In Non-canonical Smad-independent signaling pathway, binding of ligand to the receptor leads to activation of MAPK (mitogen-activated protein kinase) pathways, including p38, ERK1/2 and JNK [Ref.1]. Type II receptor recruit TRAF6 to the cytoplasmic domain [Ref.1]. TRAF6 ubiquitylates and activates the catalytic activity of TAK1 and MAP3K7, leading to activation of the p38 and JNK (c-Jun N-terminal kinase) cascades, which regulate apoptosis and cell migration [Ref.1]. The type I receptor phosphorylates both serine and tyrosine residues in the SHCA (SHC1) adaptor, which then recruits the adaptor protein GRB2 and the GEF (Ras guanine exchange factor) SOS (son of seven less) in mammalian cells [Ref.1]. This leads to activation of the RAS-RAF-MEK-ERK, JNK, ATF2 (activating transcription factor-2), p38 (p38 MAPK), SHCA (SH2 domain-containing sequence A), and ERK (extracellular signal regulated kinase) [Ref.1]. Then, BMP-induced ATF2 activation results in stem cell differentiation [Ref.11].The signaling via BMP9/10 is specific to endothelial cells. In this pathway BMP9/10 binds to a heterotetrameric complex composed of two type I receptors (ALK1) and two type II receptors (BMPR2 and ActR2A) [Ref.12 & 13]. Endoglin is a co-receptor of this complex and enhances signaling [Ref.13]. Following ligand binding, receptors are phosphorylated and propagate signal through R-Smad phosphorylation [Ref.13]. The R-Smads then associate with Smad4 to regulate target gene transcription in the nucleus [Ref.13].

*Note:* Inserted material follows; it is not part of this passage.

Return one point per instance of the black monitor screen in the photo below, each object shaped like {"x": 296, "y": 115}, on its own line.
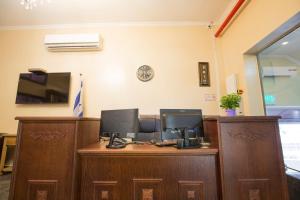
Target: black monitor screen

BMP signaling is critical in embryogenesis, organogenesis, adult tissue homeostasis and regulation of cardiovascular structure and function [Ref.4]. It also mediates processes important in development, such as cell proliferation, differentiation, and apoptosis [Ref.4]. Deletion of various components of the BMP pathway is embryonically lethal or presents with marked abnormalities [Ref.4]. In addition to its contributions to syndromic disorders of heart and vascular development, BMP signaling is also increasingly recognized for its influence on endocrine-like functions in postnatal cardiovascular and metabolic homeostasis [Ref.14]. Hence, it is currently a major therapeutic target skeletal trauma and disease [Ref.15].